Match text from different domains using language models 📑
Organizations with a large collection (corpus) of documents often need to find similar documents. For a grant-giving organization (for example a charitable foundation like the Wellcome Trust), the use case could be finding experts to review grant applications by matching the expert’s publication history to the grant application. For a law firm, the use case could be finding the closest legal precedent to a given court case. Fortunately, retrieving similar documents is a well studied natural language (NLP) problem; Google, for example, has to solve that problem for the entire web.
The challenge: matching document chunks from different domains
An interesting subproblem of document similarity is matching a document chunk, for example a sentence or paragraph, with another document chunk that refers to something similar. This is relatively trivial when the chunks come from documents with very similar context but is much harder if the documents come from different fields, and use a different vocabulary and syntax. Let’s take a look at an example from the policy domain that contains a reference to a biomedical publication to visualize the problem
The following sentence appears in the WHO Guidelines for Malaria. This document comes from the policy domain, i.e. it is published by an organization that sets policy that is adopted by other organizations across the globe.
The systematic review  reported high-certainty evidence that, compared to no nets, ITNs are effective at reducing the rate of all-cause child mortality.
The sentence from the document above refers to a sentence in an scientific journal article in the biomedical domain:
Possible benefits: using insecticide-treated nets was found to possibly reduce the risk of fetal loss (RR 0.68, 95% CI 0.48 to 0.98; 5 RCTs; high-certainty evidence)
As we can see the language used is very different. ITNs are spelled out as insecticide-treated nets; child mortality has become fetal loss; rate is referred to as risk and there is no mention of a control group (no nets). For traditional information retrieval systems, which rely on keywords, finding a link between these two sentences would be challenging. Making these connections requires a new approach that is able to understand that the semantics of the texts are similar, even if the words used are quite different.
This is not an uncommon case, linking texts from different domains is a common problem. For example, we also come across this problem when relating patents to legal cases, grant application synopses to research publications, and policy documents with the documents they reference.
So how can we use a model to make those connections? This is where language models come in.
What are language models?
Language models are machine learning models that capture information about the patterns that occur in language, usually by training them to predict the next word in a sequence, or randomly removed (masked) words within a document. Language models are typically trained in a specific domain, and they are quite good at modeling the language of that domain.

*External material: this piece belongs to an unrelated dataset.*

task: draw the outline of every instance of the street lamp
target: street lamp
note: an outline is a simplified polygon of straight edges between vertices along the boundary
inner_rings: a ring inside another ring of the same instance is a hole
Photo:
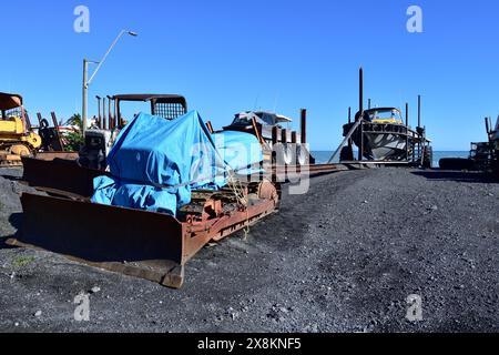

For example, there is a language model trained using biomedical publications from PubMed called PubMedBert, and another trained using contracts and European law documents from EurLex called LegalBert. These models have the ability to create a semantic representation of a text: a representation based on the meaning, not just the words used (syntax). This makes it possible to retrieve the closest text chunks in terms of meaning, which is exactly what we want.
Typically these models do not work well outside their specific domain, so in the example we gave earlier of matching chunks from policy documents to scientific publications in the biomedical domain, we need both a model trained on policy documents, and a model trained on biomedical publications. We could use PubMedBert for the biomedical publications, but there is not currently a language model trained on policy documents that is openly available, so we would need to train our own model.
Linking text chunks from different domains using language models
Once we have a language model for both domains, we can proceed to calculate similarities between document chunks. In order to do that, we need to ensure that the representations produced from those documents are in the same “space”. Since those models have only seen data from their respective domain, they have no way to know when the meaning of a chunk aligns with the meaning of a chunk from another domain. We need some examples to do this linking. You can think about it as if our two models are speaking different languages, like English and Spanish. To train a translation model, we would need pairs of English and Spanish sentences matched by meaning. Equally to ‘align’ the representations from our two document domains, we need pairs of chunks that have been matched by their meaning (usually by a person). Finding or creating that dataset is usually the hardest part of such a project.
Once we have aligned our two domain specific language models, we are ready to use them for matching chunks from our documents by finding the most similar chunks using the aligned representations and a similarity metric. Alternatively, we can also train a model to predict whether two chunks match using the same representations as inputs and the same dataset used to align them.
I hope you enjoyed this post and it is now clearer how language models can help you in seemingly difficult cases of document matching where the semantics play an important role. If you need help with such a problem or you want to talk to us more about this, feel free to reach out at email@example.com.
P.S. Another important aspect here, which we have glossed over in this blog post is how to break an entire document into chunks — for example sections or sentences. This can be a difficult problem, and may end up being a project in its own right.